In that time I met and married my now ex husband. I was super fit and healthy..when I gained weight in my pregnancies .. my ex turned into a jerk. I was told I couldn’t work out due to my very low blood pressure.. My husband at the time couldn’t stand my weight gain, all though I couldn’t do anything about it. I had to eat tons of salt to keep my blood pressure up, and I would faint constantly. I was bloated and ugly.. and the way he looked at me..and flirted with other women ..told me so.

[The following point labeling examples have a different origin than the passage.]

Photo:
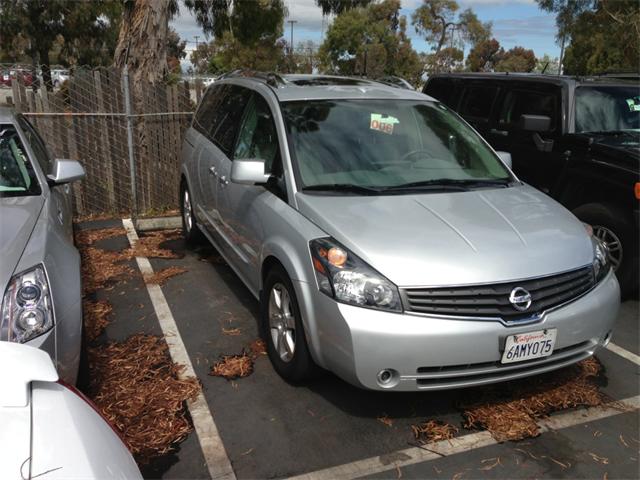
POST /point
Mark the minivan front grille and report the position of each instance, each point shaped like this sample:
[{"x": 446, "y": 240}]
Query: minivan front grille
[{"x": 492, "y": 300}]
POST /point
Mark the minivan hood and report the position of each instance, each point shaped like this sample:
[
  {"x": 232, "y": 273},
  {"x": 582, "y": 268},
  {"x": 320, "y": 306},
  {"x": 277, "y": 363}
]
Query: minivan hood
[
  {"x": 18, "y": 217},
  {"x": 432, "y": 239}
]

After having my second daughter, I remember my worse fat shaming experience. I had been on bed rest through that pregnancy. I had morning sickness 3x a day, I was hospitalized for dehydration a couple of times. I was in rough shape at the end of that pregnancy. But off to the gym I went, and that is when I experienced the meanest guy ever. As I ran/walked on the treadmill he loudly made fun of me to the other men at the juice bar. ” Look at that one, trying to run..she is going to shake the entire gym down guys.” I was shocked..and full of nursing hormones. It was really easy for me to cry. I did start to cry, I just couldn’t help it, my hormones took over. I missed my babies at home, it was hard for me to do something just for me. I got off the treadmill and walked up to the man with tears streaming down my face..and I said ” I shouldn’t have to explain to you that I just had a baby, that I was sick in my pregnancy and that is why I look this way.” I noticed that he was not in perfect shape, I saw a bit of a beer belly..and then I said pointing to his belly. ” do you miss your baby too.” It was funny, but the guys around the juice bar were to ashamed to laugh.. I never went back to that gym.. I switched to another one. I never wanted to see that man again. It was fat shaming at it’s worst. You just never know what another person has gone through.

Yet I do know people who smoke, eat fried foods, fast food, drink like fish, do drugs, and sit on their asses all day watching TV and playing video games..that get up my ass for being to into fitness..

At this time in my life; I am very fit. I love the gym, it is my home away from home. I have a gym family, I enjoy pushing myself and learning as much as I can about fitness. My friends say I should become a personal trainer.. I am thinking about it. The whole student loan thingy doesn’t appeal to me..but it is my one of my major passions.

People have said to me in round-about ways that I am shallow for being so into the body..that it is all about looks..but for me it is about sport..it is about health, it is about pushing the boundaries..to ultimate fitness..but I get shit sometimes for my fitness post. I get told to slow down, that I am obsessive.. is this fitness shaming?

Lets be honest.. you are what you eat, but sometimes your health can be out of your control..but you can work yourself into a heart failure.. high blood pressure and obesity if your not honest with your lifestyle.

I do get fed up hearing people bitch about how shitty their health is .. yet they still smoke, drink, eat shitty food and refuse to get off their asses..

I see people at my gym who have been in car accidents, had major surgery..yet they refuse to give in..they will be their best self..

As far as the kids that called me fat.. I think they called me out..as only children’s honesty can do..

Is my body perfect? Hell no.. I am I healthy and fit.. hell yes..

Am I ashamed of my fitness lifestyle.. hell no.

If I was a personal trainer and I knew you were bullshitting yourself.. It would be my job to call you out.